Why is it not more common to implement anti-cheat on the server instead of the client? Is that not more secure? Couldn’t the server just check what vision a player should have and not provide any other information to prevent wallhacks or maphacks? Or check how fast it is possible to move to prevent speedhacks? Aimbot is a bit harder to detect I guess but what about the other ones?
It’s an interesting problem. If you render everything server side and just deliver a video stream to the client, like a GeForce now only tournament. That eliminates a lot of cheating vectors.
The issue then becomes ensuring you have equal latency to all the players. So no one person has an advantage. But you could add artificial latency in that circumstance.
There’s no getting away from the fact that in a distributed network, ordering of events and ensuring simultaneousness is difficult. Peakers advantage is a real thing.
Server side rendering and streaming, advantages: people only see what they’re supposed to see, the server has perfect registration of all activity.
Disadvantages: more latency for everyone, AI auto aiming is still an issue. Requires excellent networking for everyone
One other downside. Server rendering is much more expensive.
Not really that expensive. With server rendering the GPUs can be constantly utilized for different clients or different activities. You only pay per minute of usage. GeForce now is I think $5 a month, which it’s not much. If you pay AWS for their ephemeral tear, 5 to 10 cents per hour depending on the GPU you want.

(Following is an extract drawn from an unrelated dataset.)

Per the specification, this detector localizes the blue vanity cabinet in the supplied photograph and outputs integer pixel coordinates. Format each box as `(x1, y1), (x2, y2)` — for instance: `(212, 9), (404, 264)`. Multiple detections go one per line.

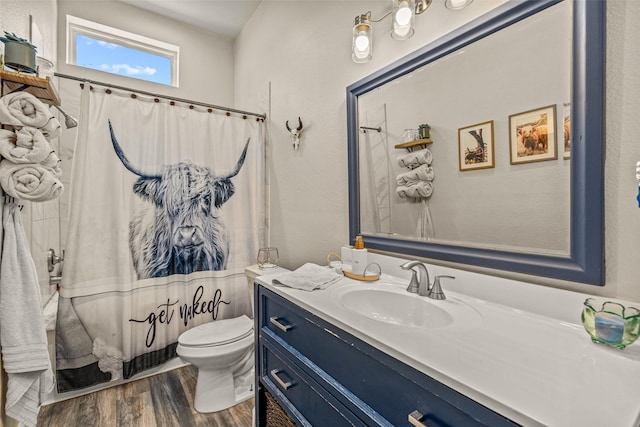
(255, 286), (517, 427)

When they’re not being used for gaming, those GPUs could be used for AI training, model generation, a whole host of things. A GPU in your house probably isn’t used 24/7, so that hardware is not being efficiently a moretized over a large scale of activity
Adding at least $5 a month to a game subscription is expensive considering a lot of them are 10-15$/mo. Note that this isn’t just GPU expensive. You also need to calculate game logic on the server too which can also drive up CPU and ram expenses. This is not to mention that a lot of popular online games are freemium and will stand to lose a lot of players if they start charging a subscription.
Another way to word it is that the freemium model is incompatible with server side rendering.